With technology moving faster than ever before, APPLE has taken another step forwards with the latest operating system update, iOS 18. Although iPhone fans have all been eagerly downloading it (I have, I’m a Windows girl working among Mac fanatics, don’t judge me), a burning question has trickled down the chain, from the depths of TechRadar’s office and straight to Reddit forums: the complete overhaul of the PHOTOS app. So, what’s new, what’s not, and how can you make the most of the latest changes?
No more tabbed navigation bar at the bottom of the PHOTOS app, now long-gone. 'Scrolling is the future and anyone who doesn’t like it can go back to a flip phone.’ APPLE has been criticised for prioritising vertiginous parallaxes over ergonomics But if you’re feeling nostalgic and APPLE has let you down, fear not: the tabs are still present.
But the redesign had its own advantages too: two customisations were tucked away in the new navigation system, waiting to restore a portion of the old feel. On your iPad or iPhone, point to the PHOTOS app, then tap that little grid of nine dots in the corner and tap the little three-line icon at the top to reach the Albums page. At the bottom of the pop-up with Albums and the other cloud-based solutions appear, there’s a morsel called Customise ⁝ and ‘Reorder’.

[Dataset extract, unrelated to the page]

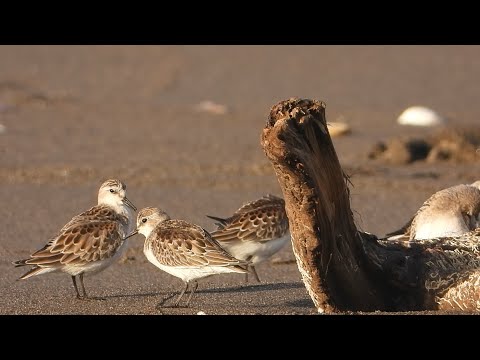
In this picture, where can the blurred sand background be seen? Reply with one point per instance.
(73, 116)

For anyone tired of the endless scroll, the ‘Pinned Collections’ feature might be a lifesaver. Sitting right below the PHOTOS feed, ‘Pinned Collections’ allows you to easily access your favourite albums with a simple tap. It’s a subtle throwback to the tabbed navigation bar of old.
But the biggest concession to user-tailoring is the new PHOTOS app, which lets you demote screenshots to their own folder in ‘Pinned Collections’, clearing out your main feed, and keeping those spontaneous screen captures out of view and out of mind.
As satisfying as change can be, there are always trade-offs. At least a few users have pined for video playback to seem a little less soft, with thumbnail previews gone from the scrub bar and a tap still required to play videos in full-screen mode, which detracts from clarity and adds to clutter.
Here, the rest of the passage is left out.